“My greatest accomplishment as a founder was convincing a bunch of great people to work together with me on crazy ideas.”
“I’ve started and run a fintech company, so I know how hard it can be. When my cofounder and I started Prism in 2012, we had no experience and a very limited network. It took us an agonizingly long time to raise our first seed round, and even then we had little insight into the complexity of building a financial services business.
Among our many mistakes, not proving we could earn revenue was probably the biggest. Back in 2012, most startup founders were still dazed by the success of companies like Facebook that thrived on a pay-with-your-data model. The idea of worrying about monetization for a software product still seemed questionable, or at least small-time. I wish we had moved to solve that problem sooner.
Team dynamics start to get complex at about seven to ten people. Nothing makes it more obvious than an open-plan office, but we didn’t have the capital to give everyone a private space. Putting a bunch of very focused people to work on difficult jobs in an environment where they’re getting interrupted every few minutes is . . . stressful.

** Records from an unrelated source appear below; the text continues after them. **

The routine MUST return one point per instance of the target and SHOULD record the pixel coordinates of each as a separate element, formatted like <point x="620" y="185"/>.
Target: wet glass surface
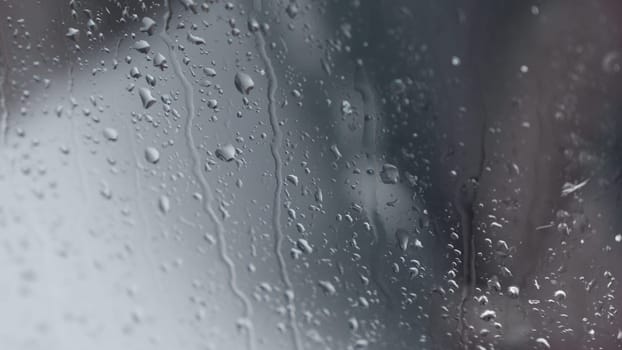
<point x="313" y="174"/>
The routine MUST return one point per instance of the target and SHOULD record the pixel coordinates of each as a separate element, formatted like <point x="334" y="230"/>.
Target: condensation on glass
<point x="310" y="174"/>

When we started Prism, my cofounder and I had no idea what we wanted to build. We were searching for the right problem to solve. Bill payment appealed to us because it was both a terrible consumer experience and a problem that seemed amenable to a technical solution.
The technical hurdles of building a company like Prism were much higher than we had predicted, and the challenges that millions of Americans face as they navigate an opaque maze of overdraft fees, late fees, service disconnections, and ruined credit were also far more painful than we thought. From a business perspective, both developments effectively cancelled each other out, and we kept breaking open a new piñata of edge cases every week.
My greatest accomplishment as a founder was convincing a bunch of great people to work together with me on crazy ideas.
I’m kind of a weird person with a meandering path to VC. I majored in history with the vague plan of becoming a lawyer. I ended up taking a job in investment banking because law school seemed like it would be a lot of work (the plan was very vague). I abandoned my career in finance because I thought that starting a tech company sounded exciting (despite my suspect reasoning here, it was exciting). Somewhere along the line, I ended up with a commercial pilot’s license. I’ve always wished I could make a living writing books, but I can’t, so I married an author instead.
Today, I get a lot of satisfaction from helping founders build great businesses and avoiding all (or at least most) of the mistakes I made.”
—Tyler Griffin has spent the last 12 years thinking about how to make money work better. He co-founded Prism Money, a consumer-focused bill payment product that allowed for instant and free payments to over 15,000 banks and billers. Now owned by BillGo, Prism is America’s largest real-time payment network. Following Prism's sale, Tyler became entrepreneur-in-residence for the Financial Solutions Lab, a partnership between JPMorgan Chase and CFSI. In this role, he mentored 16 companies focused on fintech solutions to improve financial health.
Prior to starting Prism, Tyler worked in the Mergers & Acquisitions group at JPMorgan’s and Citigroup’s Investment Banking offices in New York City. He also worked at a middle-market private equity fund and served on multiple boards of directors. Tyler graduated from Northwestern University in 2005 and once jumped out of a perfectly good airplane.